The Senate Armed Services Committee joined with its House counterpart to authorize spending for a pair of Virginia-class nuclear-powered submarine as part of the Fiscal Year 2025 defense policy bill, the panel announced today.
Adding the second boat is a break from the Navy’s Fiscal Year 2025 budget, which called for a single Virginia-class submarine and a boost to the submarine industrial base to meet the goal of delivering two attack submarines per year and meet the delivery schedule for the Columbia-class ballistic missile submarine.
“I’m glad that the committee came together this year to pass a bill that makes critical investments to support our defense industrial base workforce and shipbuilding programs, including the Virginia-class submarine program to help ensure we meet our commitments through the Australia-U.K.-U.S. agreement,” reads a statement from SASC sea power chair Sen. Tim Kaine (D-Va.).
The two-boat buy is a break from the House Appropriations Committee’s bill that only called for a single boat.
The HAC defense subcommittee’s chair, Rep Ken Calvert (R-Calif.), told Bloomberg earlier this month he didn’t believe that submarine builders General Dynamics Electric Boat and HII could meet the two-per-year cadence.
“I’m in favor of building three submarines a year,” Calvert said. “It’s our strategic advantage to do so. The problem is the industrial base, the primes, the subs, are not capable of building more than one submarine a year. That is just a fact. It’s just a fact we have to deal with. I wish it wasn’t so.”
In addition to HAC-D, the White House earlier this week also pushed back against a second sub buy in a memo to the HASC.

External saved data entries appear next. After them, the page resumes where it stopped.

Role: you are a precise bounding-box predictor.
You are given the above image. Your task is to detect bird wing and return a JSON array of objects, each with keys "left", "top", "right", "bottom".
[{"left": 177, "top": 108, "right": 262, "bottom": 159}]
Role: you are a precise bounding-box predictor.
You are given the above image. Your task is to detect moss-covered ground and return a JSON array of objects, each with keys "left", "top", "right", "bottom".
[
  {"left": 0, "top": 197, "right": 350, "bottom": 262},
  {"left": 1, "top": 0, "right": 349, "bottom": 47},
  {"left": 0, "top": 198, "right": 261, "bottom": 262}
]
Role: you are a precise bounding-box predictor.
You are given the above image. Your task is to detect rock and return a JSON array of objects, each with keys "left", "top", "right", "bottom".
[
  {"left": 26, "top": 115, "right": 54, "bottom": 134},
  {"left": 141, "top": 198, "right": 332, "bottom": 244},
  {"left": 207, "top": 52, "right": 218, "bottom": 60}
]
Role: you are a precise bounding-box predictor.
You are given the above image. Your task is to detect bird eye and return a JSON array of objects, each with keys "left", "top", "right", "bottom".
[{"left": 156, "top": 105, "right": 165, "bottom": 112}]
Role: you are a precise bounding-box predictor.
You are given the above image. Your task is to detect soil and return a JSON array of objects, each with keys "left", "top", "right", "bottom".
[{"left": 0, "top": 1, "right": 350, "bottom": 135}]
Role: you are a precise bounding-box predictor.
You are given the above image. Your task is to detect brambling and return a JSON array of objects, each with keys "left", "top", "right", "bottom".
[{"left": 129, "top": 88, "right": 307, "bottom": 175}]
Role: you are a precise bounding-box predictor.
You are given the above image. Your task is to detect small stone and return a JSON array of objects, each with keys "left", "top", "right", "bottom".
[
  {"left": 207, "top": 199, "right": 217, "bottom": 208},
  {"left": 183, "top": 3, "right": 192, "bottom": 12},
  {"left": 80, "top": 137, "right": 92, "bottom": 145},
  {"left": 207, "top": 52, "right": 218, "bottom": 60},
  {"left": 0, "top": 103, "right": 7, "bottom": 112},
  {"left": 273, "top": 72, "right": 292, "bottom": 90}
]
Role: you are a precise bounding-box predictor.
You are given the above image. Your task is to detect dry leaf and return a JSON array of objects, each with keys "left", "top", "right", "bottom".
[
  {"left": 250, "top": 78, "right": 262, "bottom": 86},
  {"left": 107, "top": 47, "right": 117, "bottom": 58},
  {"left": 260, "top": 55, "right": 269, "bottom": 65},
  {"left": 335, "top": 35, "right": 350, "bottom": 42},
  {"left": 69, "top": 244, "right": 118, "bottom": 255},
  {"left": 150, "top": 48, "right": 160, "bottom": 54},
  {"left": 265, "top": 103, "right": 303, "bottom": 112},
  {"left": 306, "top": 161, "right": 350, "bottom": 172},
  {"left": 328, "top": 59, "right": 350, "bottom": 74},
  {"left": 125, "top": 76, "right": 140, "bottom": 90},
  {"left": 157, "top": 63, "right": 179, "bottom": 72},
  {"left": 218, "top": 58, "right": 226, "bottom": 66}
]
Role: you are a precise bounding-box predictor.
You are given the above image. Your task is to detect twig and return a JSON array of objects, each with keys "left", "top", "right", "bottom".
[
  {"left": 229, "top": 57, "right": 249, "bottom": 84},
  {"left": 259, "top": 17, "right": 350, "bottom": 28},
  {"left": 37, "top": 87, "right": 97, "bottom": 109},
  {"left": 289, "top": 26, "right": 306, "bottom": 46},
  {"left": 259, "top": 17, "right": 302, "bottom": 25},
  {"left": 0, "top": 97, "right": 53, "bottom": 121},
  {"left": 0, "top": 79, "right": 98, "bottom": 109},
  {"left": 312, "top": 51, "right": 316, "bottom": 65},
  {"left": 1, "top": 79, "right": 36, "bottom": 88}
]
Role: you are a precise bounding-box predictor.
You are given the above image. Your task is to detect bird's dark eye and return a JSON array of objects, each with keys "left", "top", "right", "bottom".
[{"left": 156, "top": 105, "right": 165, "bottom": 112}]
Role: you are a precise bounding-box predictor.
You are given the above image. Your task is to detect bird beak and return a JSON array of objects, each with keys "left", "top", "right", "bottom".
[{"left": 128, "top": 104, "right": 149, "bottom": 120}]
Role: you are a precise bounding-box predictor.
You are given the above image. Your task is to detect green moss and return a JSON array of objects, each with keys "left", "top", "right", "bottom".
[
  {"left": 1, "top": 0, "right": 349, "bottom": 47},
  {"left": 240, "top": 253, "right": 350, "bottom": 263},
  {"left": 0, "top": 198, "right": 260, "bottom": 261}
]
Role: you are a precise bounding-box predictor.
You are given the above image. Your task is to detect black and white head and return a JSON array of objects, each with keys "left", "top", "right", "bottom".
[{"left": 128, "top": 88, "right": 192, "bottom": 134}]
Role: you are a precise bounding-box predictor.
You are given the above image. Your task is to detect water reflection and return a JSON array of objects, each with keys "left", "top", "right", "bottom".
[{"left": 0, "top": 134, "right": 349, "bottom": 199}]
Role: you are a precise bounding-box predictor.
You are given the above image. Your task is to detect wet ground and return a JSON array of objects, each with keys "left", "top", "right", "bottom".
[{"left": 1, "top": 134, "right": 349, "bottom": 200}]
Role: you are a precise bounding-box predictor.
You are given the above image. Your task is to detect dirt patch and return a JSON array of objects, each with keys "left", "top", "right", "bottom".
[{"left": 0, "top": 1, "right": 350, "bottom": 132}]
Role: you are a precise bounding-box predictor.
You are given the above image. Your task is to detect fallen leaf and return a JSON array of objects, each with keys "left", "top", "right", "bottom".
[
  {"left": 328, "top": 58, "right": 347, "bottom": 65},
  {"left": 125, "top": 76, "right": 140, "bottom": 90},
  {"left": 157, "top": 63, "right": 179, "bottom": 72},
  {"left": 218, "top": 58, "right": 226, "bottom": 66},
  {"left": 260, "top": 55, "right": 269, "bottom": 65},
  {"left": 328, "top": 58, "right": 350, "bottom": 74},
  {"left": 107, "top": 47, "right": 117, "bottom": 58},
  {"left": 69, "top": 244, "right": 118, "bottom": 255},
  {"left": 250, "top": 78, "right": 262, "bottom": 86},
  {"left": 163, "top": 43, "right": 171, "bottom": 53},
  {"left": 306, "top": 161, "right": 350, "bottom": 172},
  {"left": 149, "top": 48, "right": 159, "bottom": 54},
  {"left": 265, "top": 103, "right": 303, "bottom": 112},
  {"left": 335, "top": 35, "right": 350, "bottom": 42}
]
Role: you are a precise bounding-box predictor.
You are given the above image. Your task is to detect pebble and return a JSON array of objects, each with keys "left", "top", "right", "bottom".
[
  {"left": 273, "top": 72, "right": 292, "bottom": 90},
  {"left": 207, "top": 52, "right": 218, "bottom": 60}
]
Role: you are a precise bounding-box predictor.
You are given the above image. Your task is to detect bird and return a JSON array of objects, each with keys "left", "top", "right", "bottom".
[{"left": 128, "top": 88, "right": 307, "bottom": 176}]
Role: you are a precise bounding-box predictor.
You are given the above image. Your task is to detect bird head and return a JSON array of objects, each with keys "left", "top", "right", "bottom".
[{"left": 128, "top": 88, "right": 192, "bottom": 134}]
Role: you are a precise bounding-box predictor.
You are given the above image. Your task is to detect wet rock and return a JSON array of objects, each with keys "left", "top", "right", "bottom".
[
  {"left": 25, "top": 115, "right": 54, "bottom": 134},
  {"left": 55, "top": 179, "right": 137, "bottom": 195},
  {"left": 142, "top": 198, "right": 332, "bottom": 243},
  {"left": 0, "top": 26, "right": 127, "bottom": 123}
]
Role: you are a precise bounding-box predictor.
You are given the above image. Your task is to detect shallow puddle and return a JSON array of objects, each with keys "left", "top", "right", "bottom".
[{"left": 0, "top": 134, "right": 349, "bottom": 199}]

“Further, the Administration strongly opposes … incremental funding of a second Virginia Class Submarine in FY 2025, which industry is unable to produce on schedule,” the White House wrote in a memo responding to the HASC bill.
The split on the Virginias between the authorizers, appropriators and the administration is set to be one of the largest issues to sort out in the shipbuilding budget.
In addition to the extra boat, the SASC authorized an additional $1.43 billion to build a third Arleigh Burke-class Flight III destroyer.
The legislation also expresses concern over the ship design maturity, restricting to funds pending reports from the Navy and the Office of the Secretary of Defense. Specifically, the SASC singled out the Landing Ship Medium and the Constellation-class guided-missile frigate.
“[The bill] prohibits lead ship construction for the Landing Ship Medium pending certification of design completion and authorizes the procurement or chartering of a minimally-modified commercial or non-developmental landing ship that meets core Marine Corps sealift and beach landing requirements,” reads the executive summary of the bill.
“[The bill] fences Fiscal Year 2025 funds for Constellation-class frigate construction pending DoD certification relating to design completion.”
Earlier this year, the Navy announced that the lead ship in the Constellation-class was an estimated three years behind schedule and that the detail design is still incomplete.
Overall, the bill adds an additional $25 billion to the Pentagon budget request for a total of $878.4 billion. The bill left committee with a 22-3 vote that included a “nay” from SASC chair Sen. Jack Reed (D- R.I.) for breaking spending caps set in place by the Fiscal Responsibility Act.
The proposed SASC National Defense Authorization Act comes in parallel with a new overall spending plan by Sen. Roger Wicker (R-Miss.) that calls for a $55 billion boost in defense funding for FY 2025 and an overall increase to about five percent of the U.S. gross domestic product.
In a Friday statement, Senate majority leader Sen. Chuck Schumer (D-N.Y.) said the proposed increase in defense spending would either mean repealing FRA or crafting a new budget deal.
“In that case, Democrats are committed to ensuring an equitable increase in our domestic investments alongside an increase in defense spending,” reads the statement.